The digital number flips on the clock; the usual sounds from the hallway beyond Caroline’s door are muted by a spell that seems to have fallen over the room.

“Becca was hysterical so I slapped her.” She looks at Sarah, her eyes begging forgiveness. “I swear, before that day, I’d never lifted a hand to her. Becca was so shocked, she stumbled back, holding the palm of one hand against her face. She sank to the floor, sobbing, then looked up and told me there might be a baby. She was late by six weeks, but, like any young girl, she didn’t want to believe it. She’d already told Jack and he said they had no other choice but to get married. I couldn’t believe it.” Caroline wrings her hands. “I had planned to keep the secret from her for as long as I lived. What sense would there be in telling her? I thought she’d soon leave for the city, be as happy as I’d been to get away from the farm. She would make new friends. Meet someone else and forget about Jack. But I was so shocked when she told me about the baby, I blurted it out. I told her … that Jack was her cousin.”

Caroline holds her hand over her mouth, stifling a cry. She is remembering Becca’s shocked face when she told her.

“Her cousin?” Sarah says, still seeming confused.

“Her father was Jack’s uncle,” Caroline says quietly. “Nick.” She covers her face with her hands. “I wasn’t able tell her how pure our love was, nothing at all like what she must have been thinking. She pushed me with all her might, called me every vile name you can think of. Told me she hated me. Then she ran off, and it wasn’t until later, when Elvina showed up, that I knew Becca didn’t even want to say goodbye. She never wanted to see me again. And I could hardly blame her.
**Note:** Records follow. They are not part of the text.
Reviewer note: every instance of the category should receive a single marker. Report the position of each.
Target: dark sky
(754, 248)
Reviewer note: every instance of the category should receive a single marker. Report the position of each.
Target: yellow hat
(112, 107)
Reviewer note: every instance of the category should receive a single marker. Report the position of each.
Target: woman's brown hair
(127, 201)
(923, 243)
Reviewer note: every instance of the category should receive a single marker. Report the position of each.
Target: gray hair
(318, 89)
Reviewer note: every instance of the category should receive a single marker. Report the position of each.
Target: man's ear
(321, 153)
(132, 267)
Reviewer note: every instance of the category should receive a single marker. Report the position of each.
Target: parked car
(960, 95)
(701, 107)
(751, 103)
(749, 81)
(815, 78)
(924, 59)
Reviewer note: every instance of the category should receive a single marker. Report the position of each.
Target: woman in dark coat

I turned the whole truth of her life on its head.”

In the hallway, the wheels of a cart clatter by as an aide pushes it from room to room, handing out fresh pitchers of water.
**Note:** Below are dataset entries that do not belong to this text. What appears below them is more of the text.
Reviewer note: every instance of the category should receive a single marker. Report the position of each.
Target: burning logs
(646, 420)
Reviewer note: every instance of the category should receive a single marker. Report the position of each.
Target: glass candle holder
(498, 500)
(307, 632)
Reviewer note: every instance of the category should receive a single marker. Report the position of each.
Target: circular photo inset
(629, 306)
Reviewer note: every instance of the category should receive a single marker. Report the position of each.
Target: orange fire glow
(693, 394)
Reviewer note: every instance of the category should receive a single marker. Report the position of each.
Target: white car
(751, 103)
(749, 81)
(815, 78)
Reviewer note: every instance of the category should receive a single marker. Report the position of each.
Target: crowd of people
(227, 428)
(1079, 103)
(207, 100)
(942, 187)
There. It’s done. I’m finally free of it.

“So Eldon found out Becca wasn’t his child,” Sarah says.

“I hoped he never would — Becca and I could have kept it between us if only I’d had time to explain — but she ran out. She must have gone straight to Eldon and told him. I stayed in the house the rest of that day, thinking eventually she’d cry herself out and come back. Eldon didn’t show up for supper either, but he came back just before dark. I was in my sewing room, keeping my hands busy, hemming a skirt. He grabbed me, picked up my shears from the sewing table and hacked off my hair. Threw it in clumps on the floor. Then he held the scissors against my throat — I thought he would kill me. He knew it all. About Nick. That Becca wasn’t his own daughter. And about Becca’s baby. I wasn’t fit to call myself a mother, he said, and he was sending Becca away. Then the next day, Jack showed up and told us he was prepared to marry her. Eldon pulled out his gun, told him he’d never see Becca again either.”

Silence fills the room.

“He punished me every day for the rest of his life,” Caroline finally says.

“How did you —?”

“Stay? Survive?” Caroline shakes her head. “What choice did I have? I had nowhere to go. And besides, every letter that came, every packet of mail, I was sure one day I’d find something from her. For the first few years, every time the phone rang, I raced for it, hoping I’d hear her voice. I stayed because I wanted to be there in the kitchen when she came through the door, to hug her, to hold her tight, to tell her I was so sorry.”

Caroline is exhausted. She can scarcely speak. “That’s all I really want. I want her to come home so I can explain. I want the chance to earn her forgiveness.”